Today I spent some time reading a 19th century book called, “The Hearthstone; or Life at Home. A Household Manual. ” by Laura C. Holloway, 1883.
It eloquently describes many housekeeping themes from the 19th century most of which I am familiar with. They seem trite in todays world, they include topics like, understanding why there should be a parlour for company and a sitting room for family, reconciling with the tyranny of carpets, the dangers of overcrowding and cluttering in furnishings, window decorations and more.

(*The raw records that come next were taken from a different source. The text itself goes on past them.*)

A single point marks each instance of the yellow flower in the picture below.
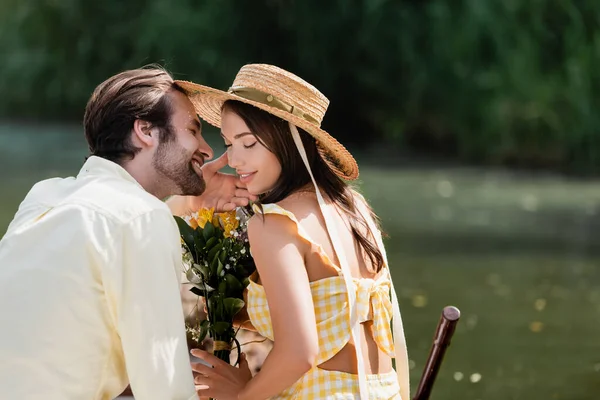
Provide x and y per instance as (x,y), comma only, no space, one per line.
(229,222)
(205,215)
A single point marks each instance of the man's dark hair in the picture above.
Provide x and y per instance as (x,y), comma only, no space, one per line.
(120,100)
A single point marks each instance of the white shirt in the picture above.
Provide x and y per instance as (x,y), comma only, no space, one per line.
(89,292)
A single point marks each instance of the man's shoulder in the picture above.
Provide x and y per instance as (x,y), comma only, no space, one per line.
(119,200)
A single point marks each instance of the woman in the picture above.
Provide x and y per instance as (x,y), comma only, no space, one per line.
(322,288)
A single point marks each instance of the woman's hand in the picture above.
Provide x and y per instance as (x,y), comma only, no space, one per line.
(221,381)
(223,191)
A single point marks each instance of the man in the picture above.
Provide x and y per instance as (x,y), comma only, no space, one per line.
(89,267)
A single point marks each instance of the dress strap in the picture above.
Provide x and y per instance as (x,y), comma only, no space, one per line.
(272,208)
(345,268)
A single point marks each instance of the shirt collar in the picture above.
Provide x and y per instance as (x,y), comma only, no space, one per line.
(100,166)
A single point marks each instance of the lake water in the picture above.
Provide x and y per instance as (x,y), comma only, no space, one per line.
(516,253)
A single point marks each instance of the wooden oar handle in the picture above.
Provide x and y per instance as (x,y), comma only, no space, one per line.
(441,341)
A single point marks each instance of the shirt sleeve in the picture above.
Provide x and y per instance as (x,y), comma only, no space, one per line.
(144,284)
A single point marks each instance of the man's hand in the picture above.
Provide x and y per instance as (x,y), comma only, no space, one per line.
(223,191)
(221,381)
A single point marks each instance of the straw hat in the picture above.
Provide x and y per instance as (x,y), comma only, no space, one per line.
(282,94)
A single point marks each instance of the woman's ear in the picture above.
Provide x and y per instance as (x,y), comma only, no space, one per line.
(144,133)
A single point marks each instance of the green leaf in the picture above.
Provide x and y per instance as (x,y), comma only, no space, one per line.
(212,254)
(222,287)
(211,242)
(233,283)
(222,256)
(209,231)
(203,330)
(199,240)
(233,306)
(221,328)
(186,231)
(219,267)
(205,271)
(193,276)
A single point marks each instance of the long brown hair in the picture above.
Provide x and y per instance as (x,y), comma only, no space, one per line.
(274,133)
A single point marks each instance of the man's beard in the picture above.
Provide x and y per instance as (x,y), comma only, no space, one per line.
(173,164)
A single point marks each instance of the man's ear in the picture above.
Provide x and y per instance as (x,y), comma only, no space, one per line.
(144,133)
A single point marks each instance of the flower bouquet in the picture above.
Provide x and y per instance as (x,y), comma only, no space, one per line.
(217,262)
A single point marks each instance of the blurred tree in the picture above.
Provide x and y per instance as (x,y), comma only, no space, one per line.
(502,81)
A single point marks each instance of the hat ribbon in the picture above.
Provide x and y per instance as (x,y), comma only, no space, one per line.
(267,99)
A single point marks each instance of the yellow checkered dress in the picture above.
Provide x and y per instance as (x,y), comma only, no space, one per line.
(333,325)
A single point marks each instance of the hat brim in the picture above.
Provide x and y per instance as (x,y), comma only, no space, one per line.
(208,103)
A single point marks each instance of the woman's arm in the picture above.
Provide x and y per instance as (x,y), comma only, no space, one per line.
(276,248)
(242,319)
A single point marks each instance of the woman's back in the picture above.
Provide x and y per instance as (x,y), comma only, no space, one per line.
(321,263)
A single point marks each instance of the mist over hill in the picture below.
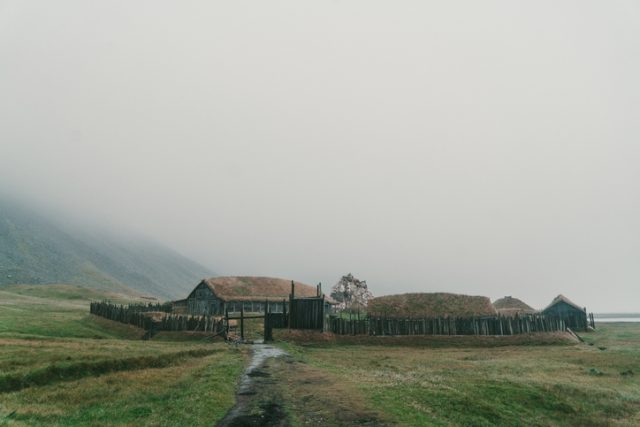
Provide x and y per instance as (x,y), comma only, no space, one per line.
(38,250)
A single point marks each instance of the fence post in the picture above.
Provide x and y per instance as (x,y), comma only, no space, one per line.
(242,322)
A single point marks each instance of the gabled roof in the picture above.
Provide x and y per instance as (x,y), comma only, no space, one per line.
(249,288)
(439,304)
(562,298)
(509,306)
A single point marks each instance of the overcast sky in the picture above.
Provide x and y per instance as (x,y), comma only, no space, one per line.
(489,148)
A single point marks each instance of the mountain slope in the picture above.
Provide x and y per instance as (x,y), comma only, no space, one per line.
(34,250)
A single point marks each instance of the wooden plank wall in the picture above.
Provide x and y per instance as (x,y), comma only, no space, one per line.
(306,313)
(168,322)
(447,326)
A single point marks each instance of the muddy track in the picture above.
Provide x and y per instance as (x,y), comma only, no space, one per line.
(258,403)
(276,388)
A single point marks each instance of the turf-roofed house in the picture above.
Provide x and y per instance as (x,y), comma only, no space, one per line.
(216,295)
(510,307)
(431,305)
(574,316)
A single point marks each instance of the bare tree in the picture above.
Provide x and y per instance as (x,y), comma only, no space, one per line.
(351,294)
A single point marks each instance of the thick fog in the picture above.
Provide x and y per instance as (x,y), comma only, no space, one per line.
(489,148)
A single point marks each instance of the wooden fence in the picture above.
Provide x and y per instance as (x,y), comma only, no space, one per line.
(161,322)
(446,326)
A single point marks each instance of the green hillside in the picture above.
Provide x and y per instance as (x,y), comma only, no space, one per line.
(35,250)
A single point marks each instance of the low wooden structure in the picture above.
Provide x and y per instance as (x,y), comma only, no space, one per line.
(430,305)
(219,295)
(574,316)
(510,306)
(496,325)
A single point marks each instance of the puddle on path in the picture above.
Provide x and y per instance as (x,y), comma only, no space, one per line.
(254,405)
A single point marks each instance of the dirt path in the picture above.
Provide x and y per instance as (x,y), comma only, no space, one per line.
(257,403)
(275,389)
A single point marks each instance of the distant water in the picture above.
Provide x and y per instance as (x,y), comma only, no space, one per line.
(617,317)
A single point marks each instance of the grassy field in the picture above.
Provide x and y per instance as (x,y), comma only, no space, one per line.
(575,384)
(61,366)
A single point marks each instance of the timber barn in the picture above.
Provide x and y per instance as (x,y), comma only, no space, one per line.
(216,295)
(431,305)
(510,307)
(574,316)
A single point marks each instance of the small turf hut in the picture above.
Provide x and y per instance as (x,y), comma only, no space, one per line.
(216,295)
(509,307)
(574,316)
(430,305)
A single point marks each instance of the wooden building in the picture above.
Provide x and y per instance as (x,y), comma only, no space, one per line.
(574,316)
(216,295)
(430,305)
(510,307)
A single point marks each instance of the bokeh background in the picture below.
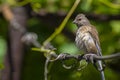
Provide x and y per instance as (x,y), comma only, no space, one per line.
(43,17)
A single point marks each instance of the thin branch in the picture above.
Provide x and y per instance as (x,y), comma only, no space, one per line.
(113,56)
(61,27)
(109,4)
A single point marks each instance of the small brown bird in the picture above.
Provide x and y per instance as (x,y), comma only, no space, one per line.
(87,40)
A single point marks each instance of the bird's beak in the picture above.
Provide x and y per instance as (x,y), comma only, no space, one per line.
(74,22)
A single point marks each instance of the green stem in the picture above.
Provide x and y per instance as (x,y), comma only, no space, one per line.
(109,4)
(62,25)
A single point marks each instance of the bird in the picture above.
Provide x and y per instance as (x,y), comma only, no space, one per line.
(87,40)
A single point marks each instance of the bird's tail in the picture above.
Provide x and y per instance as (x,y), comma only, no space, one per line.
(100,68)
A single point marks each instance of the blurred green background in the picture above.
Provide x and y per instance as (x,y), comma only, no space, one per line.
(46,15)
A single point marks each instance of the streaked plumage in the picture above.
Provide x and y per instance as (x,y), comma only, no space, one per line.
(87,39)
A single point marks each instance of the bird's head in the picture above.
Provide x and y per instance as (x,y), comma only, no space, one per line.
(81,20)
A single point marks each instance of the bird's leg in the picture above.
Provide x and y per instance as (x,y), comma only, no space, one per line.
(89,57)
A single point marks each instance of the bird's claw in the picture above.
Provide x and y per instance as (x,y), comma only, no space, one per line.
(89,57)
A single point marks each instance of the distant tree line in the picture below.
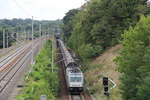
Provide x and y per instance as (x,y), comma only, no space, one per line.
(134,63)
(98,24)
(24,25)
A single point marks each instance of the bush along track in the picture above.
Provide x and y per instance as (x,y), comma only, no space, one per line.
(41,81)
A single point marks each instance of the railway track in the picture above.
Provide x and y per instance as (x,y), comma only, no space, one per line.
(76,97)
(8,65)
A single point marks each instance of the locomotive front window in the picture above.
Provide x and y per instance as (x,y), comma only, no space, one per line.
(75,79)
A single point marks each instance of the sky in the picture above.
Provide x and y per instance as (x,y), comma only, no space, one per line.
(39,9)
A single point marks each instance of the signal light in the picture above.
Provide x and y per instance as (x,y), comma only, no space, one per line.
(106,88)
(105,81)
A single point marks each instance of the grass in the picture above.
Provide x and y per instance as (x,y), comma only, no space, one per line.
(41,80)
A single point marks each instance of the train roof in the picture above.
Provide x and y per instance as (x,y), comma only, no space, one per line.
(69,61)
(74,70)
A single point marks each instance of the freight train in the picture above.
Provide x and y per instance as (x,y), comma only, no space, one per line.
(73,74)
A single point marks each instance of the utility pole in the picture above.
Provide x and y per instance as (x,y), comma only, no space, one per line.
(3,38)
(52,53)
(7,39)
(40,36)
(32,44)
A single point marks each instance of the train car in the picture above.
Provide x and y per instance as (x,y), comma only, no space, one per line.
(73,74)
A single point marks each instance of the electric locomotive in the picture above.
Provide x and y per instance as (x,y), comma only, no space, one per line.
(73,74)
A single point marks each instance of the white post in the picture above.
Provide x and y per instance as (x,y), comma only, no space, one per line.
(3,38)
(32,44)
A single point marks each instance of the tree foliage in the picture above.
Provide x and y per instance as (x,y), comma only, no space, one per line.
(101,22)
(68,23)
(134,62)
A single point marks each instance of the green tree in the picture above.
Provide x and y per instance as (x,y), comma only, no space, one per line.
(68,23)
(133,62)
(101,22)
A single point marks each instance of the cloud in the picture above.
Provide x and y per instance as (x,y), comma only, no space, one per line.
(40,9)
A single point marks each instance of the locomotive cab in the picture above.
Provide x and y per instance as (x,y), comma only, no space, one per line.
(75,80)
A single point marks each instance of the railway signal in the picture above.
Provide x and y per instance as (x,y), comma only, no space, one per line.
(105,83)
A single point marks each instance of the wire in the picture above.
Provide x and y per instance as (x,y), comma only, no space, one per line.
(23,9)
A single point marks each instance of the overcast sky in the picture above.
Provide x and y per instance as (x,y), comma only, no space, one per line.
(40,9)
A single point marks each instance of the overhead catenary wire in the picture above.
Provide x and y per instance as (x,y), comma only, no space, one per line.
(22,8)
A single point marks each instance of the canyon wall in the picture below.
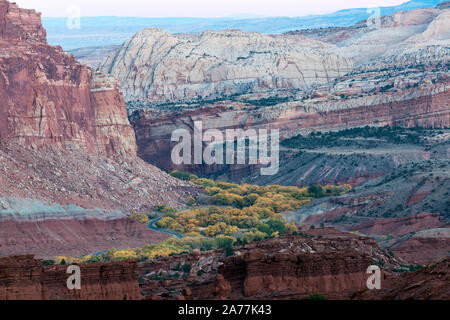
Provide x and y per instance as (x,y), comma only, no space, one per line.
(327,262)
(153,129)
(155,66)
(69,174)
(25,278)
(48,99)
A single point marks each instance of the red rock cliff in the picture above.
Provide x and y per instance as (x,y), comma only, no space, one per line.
(48,99)
(25,278)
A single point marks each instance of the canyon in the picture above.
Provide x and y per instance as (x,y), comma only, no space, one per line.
(77,158)
(69,174)
(400,80)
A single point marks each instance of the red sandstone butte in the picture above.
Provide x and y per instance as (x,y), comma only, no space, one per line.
(48,99)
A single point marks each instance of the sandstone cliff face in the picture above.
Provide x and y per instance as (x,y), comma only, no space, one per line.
(329,263)
(25,278)
(155,66)
(430,283)
(46,96)
(69,175)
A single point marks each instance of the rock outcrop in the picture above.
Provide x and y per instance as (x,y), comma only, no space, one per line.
(327,262)
(399,80)
(155,66)
(430,283)
(25,278)
(69,175)
(48,99)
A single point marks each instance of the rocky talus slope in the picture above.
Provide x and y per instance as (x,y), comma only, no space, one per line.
(69,175)
(400,78)
(50,99)
(156,66)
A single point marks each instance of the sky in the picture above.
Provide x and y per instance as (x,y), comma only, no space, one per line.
(196,8)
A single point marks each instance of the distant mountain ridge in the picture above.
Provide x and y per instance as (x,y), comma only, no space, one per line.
(101,31)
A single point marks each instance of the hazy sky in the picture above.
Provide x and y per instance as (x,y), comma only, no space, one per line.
(197,8)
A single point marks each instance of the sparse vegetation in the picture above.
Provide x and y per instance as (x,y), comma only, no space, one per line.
(240,214)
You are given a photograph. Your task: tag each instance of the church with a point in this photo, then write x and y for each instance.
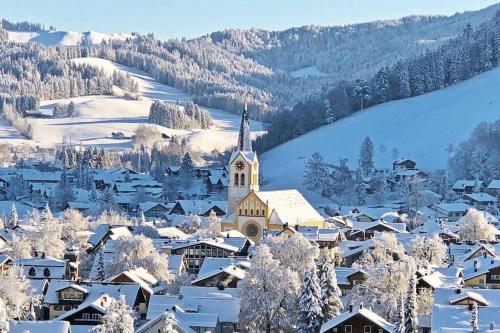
(253, 212)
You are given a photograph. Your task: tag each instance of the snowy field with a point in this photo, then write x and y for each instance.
(102, 115)
(68, 38)
(307, 71)
(420, 128)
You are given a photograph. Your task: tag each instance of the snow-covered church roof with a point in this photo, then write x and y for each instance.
(288, 206)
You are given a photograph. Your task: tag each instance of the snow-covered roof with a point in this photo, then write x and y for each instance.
(290, 207)
(462, 184)
(480, 197)
(494, 184)
(52, 326)
(366, 313)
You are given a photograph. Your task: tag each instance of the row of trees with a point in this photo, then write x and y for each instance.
(177, 117)
(458, 59)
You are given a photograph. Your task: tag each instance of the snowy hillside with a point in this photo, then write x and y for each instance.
(68, 38)
(99, 116)
(420, 128)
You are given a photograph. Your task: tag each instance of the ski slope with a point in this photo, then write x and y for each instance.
(420, 128)
(66, 38)
(99, 116)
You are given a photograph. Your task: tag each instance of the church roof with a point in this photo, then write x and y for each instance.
(289, 206)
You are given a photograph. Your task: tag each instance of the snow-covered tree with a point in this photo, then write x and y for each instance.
(365, 160)
(268, 294)
(20, 248)
(169, 323)
(411, 306)
(330, 292)
(399, 324)
(17, 293)
(138, 251)
(474, 321)
(428, 251)
(101, 269)
(294, 252)
(310, 304)
(118, 319)
(13, 219)
(474, 227)
(316, 172)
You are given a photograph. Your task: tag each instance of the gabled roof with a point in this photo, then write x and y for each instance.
(52, 326)
(367, 314)
(289, 207)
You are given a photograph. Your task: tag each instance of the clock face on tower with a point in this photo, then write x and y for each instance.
(240, 165)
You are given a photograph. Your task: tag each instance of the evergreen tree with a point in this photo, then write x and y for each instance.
(360, 188)
(330, 292)
(187, 164)
(366, 153)
(310, 303)
(410, 310)
(101, 269)
(316, 172)
(13, 219)
(474, 322)
(399, 324)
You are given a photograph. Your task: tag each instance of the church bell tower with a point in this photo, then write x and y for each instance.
(243, 166)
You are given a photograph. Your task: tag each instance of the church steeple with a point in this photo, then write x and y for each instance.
(244, 140)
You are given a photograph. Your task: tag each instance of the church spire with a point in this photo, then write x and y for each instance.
(244, 140)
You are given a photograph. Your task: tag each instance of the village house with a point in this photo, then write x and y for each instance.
(357, 319)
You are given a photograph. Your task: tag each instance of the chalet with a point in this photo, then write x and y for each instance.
(152, 209)
(173, 170)
(51, 326)
(45, 267)
(482, 272)
(403, 164)
(452, 309)
(479, 200)
(157, 324)
(348, 278)
(5, 263)
(450, 211)
(493, 188)
(463, 186)
(199, 207)
(65, 298)
(357, 319)
(196, 252)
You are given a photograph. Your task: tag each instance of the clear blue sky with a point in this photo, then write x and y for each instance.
(192, 18)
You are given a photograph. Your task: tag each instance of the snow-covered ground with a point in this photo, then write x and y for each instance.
(307, 71)
(420, 128)
(68, 38)
(102, 115)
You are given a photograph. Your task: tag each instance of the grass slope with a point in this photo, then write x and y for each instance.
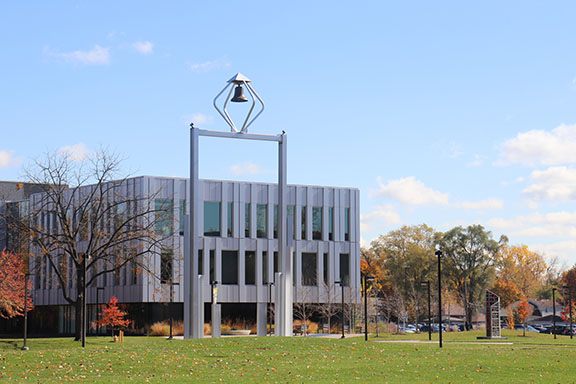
(537, 358)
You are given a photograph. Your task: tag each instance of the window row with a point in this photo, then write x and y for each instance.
(213, 225)
(231, 268)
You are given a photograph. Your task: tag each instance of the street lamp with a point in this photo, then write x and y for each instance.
(26, 278)
(427, 285)
(569, 288)
(268, 317)
(172, 284)
(98, 290)
(366, 279)
(342, 285)
(554, 311)
(192, 300)
(438, 253)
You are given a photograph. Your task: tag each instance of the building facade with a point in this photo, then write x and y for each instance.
(238, 250)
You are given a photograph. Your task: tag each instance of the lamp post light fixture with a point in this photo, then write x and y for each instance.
(438, 254)
(342, 285)
(569, 288)
(427, 285)
(26, 279)
(193, 324)
(554, 311)
(98, 290)
(366, 279)
(172, 284)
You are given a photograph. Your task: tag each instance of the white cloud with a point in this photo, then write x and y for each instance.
(96, 56)
(208, 65)
(381, 216)
(541, 147)
(7, 159)
(554, 183)
(480, 205)
(410, 191)
(248, 168)
(76, 152)
(143, 47)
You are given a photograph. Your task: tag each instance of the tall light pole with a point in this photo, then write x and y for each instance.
(192, 299)
(342, 286)
(439, 255)
(554, 311)
(427, 285)
(26, 278)
(366, 280)
(268, 310)
(172, 284)
(98, 290)
(569, 288)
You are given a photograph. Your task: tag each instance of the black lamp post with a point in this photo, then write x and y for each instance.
(98, 290)
(172, 284)
(427, 285)
(554, 311)
(342, 285)
(26, 278)
(569, 288)
(366, 279)
(268, 310)
(438, 253)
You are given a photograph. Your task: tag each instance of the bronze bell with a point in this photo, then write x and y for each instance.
(239, 95)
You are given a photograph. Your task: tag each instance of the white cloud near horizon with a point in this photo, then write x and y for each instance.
(143, 47)
(96, 56)
(410, 191)
(75, 152)
(208, 65)
(554, 184)
(540, 147)
(381, 215)
(247, 168)
(7, 159)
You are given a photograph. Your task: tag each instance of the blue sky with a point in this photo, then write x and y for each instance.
(445, 113)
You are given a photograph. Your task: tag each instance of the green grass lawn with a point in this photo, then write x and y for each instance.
(535, 358)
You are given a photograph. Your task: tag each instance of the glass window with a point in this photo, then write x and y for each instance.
(303, 223)
(164, 216)
(317, 223)
(166, 257)
(212, 261)
(182, 216)
(200, 261)
(230, 272)
(347, 224)
(261, 221)
(249, 267)
(264, 267)
(247, 220)
(230, 227)
(276, 221)
(276, 265)
(309, 269)
(345, 268)
(325, 271)
(211, 218)
(331, 223)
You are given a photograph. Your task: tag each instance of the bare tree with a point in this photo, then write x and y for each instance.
(87, 223)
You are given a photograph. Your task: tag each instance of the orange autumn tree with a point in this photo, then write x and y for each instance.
(12, 280)
(113, 316)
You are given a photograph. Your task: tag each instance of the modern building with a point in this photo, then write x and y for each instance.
(238, 250)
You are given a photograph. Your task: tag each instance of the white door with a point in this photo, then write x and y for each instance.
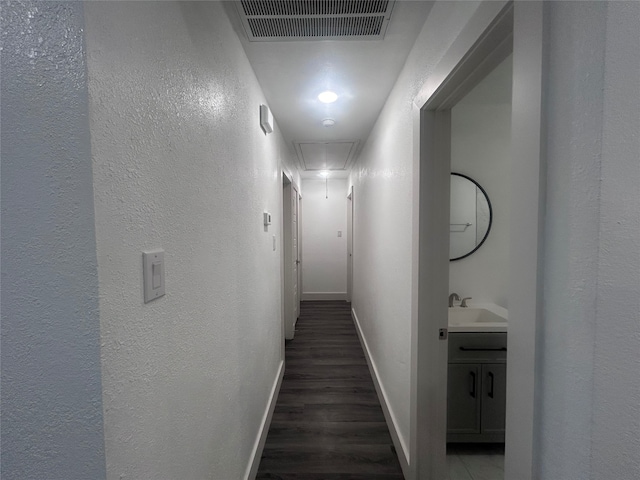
(350, 245)
(295, 252)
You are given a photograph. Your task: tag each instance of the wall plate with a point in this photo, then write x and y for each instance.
(153, 274)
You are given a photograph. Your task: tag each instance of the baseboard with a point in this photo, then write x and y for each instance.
(254, 463)
(401, 448)
(324, 296)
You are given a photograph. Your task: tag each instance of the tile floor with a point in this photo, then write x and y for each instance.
(475, 461)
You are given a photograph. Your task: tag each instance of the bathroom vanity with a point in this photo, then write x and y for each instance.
(477, 375)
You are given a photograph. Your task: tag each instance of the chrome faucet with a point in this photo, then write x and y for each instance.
(452, 297)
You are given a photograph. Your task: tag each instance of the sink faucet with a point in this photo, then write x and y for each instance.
(452, 297)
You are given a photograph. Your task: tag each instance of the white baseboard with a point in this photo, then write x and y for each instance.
(401, 447)
(254, 462)
(324, 296)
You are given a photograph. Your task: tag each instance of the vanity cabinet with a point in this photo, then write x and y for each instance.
(476, 392)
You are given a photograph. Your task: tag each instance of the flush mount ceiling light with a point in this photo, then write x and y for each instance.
(328, 97)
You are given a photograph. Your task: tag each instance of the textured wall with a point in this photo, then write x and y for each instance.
(180, 163)
(589, 380)
(51, 392)
(324, 261)
(383, 203)
(481, 149)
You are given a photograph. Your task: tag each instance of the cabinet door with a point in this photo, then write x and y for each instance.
(463, 398)
(494, 397)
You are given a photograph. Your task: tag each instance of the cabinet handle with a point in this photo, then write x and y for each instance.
(472, 375)
(490, 384)
(483, 349)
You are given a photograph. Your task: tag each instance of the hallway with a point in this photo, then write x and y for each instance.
(328, 423)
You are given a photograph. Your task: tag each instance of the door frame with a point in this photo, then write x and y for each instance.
(350, 244)
(470, 57)
(288, 187)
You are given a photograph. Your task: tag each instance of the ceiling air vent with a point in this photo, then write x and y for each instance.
(275, 20)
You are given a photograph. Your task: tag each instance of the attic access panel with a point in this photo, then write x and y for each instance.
(278, 20)
(325, 155)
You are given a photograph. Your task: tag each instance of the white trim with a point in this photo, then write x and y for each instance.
(258, 447)
(324, 296)
(401, 446)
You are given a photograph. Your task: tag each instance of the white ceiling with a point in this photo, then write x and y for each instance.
(361, 72)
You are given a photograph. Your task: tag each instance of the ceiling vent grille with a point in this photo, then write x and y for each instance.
(274, 20)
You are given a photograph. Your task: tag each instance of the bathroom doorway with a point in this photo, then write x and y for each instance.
(511, 28)
(479, 276)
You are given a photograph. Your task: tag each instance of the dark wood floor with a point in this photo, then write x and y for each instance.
(328, 423)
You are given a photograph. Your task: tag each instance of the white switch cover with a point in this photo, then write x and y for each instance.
(153, 274)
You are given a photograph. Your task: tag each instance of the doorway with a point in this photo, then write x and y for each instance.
(291, 254)
(516, 28)
(350, 244)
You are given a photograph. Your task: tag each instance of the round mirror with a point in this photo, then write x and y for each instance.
(471, 216)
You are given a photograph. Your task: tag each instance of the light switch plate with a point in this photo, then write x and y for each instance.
(153, 274)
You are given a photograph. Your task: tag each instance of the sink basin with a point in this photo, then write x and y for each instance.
(478, 318)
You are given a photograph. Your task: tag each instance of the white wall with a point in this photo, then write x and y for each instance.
(180, 163)
(383, 180)
(481, 149)
(51, 385)
(324, 254)
(589, 369)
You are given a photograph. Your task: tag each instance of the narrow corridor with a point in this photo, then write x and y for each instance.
(328, 423)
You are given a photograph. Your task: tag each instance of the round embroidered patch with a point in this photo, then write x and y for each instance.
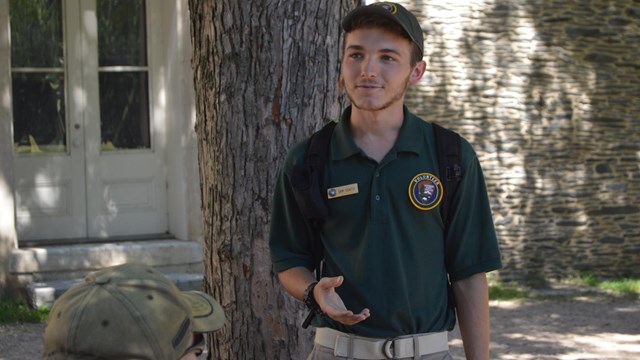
(425, 191)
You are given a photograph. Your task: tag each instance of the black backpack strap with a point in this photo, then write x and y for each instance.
(306, 182)
(448, 149)
(306, 179)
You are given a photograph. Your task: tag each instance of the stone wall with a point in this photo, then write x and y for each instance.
(548, 92)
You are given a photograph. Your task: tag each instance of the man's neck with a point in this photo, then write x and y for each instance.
(376, 132)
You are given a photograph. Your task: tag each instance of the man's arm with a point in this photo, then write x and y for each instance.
(297, 279)
(472, 304)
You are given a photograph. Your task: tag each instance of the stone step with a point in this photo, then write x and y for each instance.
(43, 294)
(42, 273)
(74, 261)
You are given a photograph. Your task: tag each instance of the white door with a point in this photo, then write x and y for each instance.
(89, 150)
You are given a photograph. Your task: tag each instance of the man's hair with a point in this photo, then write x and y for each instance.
(378, 22)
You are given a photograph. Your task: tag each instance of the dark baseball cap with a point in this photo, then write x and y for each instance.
(391, 11)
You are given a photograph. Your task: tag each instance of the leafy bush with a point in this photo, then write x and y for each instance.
(11, 312)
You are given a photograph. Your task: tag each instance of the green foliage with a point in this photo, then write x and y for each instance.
(11, 312)
(628, 287)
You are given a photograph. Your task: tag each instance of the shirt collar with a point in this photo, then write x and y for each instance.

But I heard a theme today that I had not really considered as of late and that is the home is the center of all that is good and right, “… the best security for civilization is the home, and upon its perpetuity rests the future of the world.” This idea of individual homes that are the center of it all seems lost to history to me. I don’t recall that emphasis in my 52 years on this planet. I can sense a theme in my life of family being very important but somehow that seems a bit different from the ‘home’ emphasis here.
But do not think the author of this book is entirely focused on lace curtains and window boxes, although she does expand a lot on those topics, she extrapolates her idea to say this, “The basis upon which all homes should be founded is good living and no matter how straitened the circumstances how little there is to be spent, this can always be secured if housekeepers will begin at the beginning –that is, in the kitchen.”
So then she goes on to explain how three well-planned meals, served at a consistent hour each each day, in an attractive dinning room will lead to family togetherness and harmony. I admit this all appeals to me — especially that is, because it comes from the kitchen. I adore the kitchen and all things food.
I am thoughtfully considering these ideas and comparing them to the modern world today where there seems to be such division, falseness, intolerance and fear. It makes me wonder if three meals a day, at a lovely table would give us all the chance to engage in conversation. The author of the book expresses it thus, “The dinning room out to be the pleasantest place in the house; it is the meeting room where the family are expected to be always present at stated times, and where the events of the day are talked over while the pleasant business of eating is being discussed.”
Of course it is dangerous to look at history with rose-colored glasses. No generation is devoid of strife. But the theme of home and three meals a day, literally and figuratively, as center in our lives and how that might apply in 2017 gives me reason to pause and think and to….that is, digest.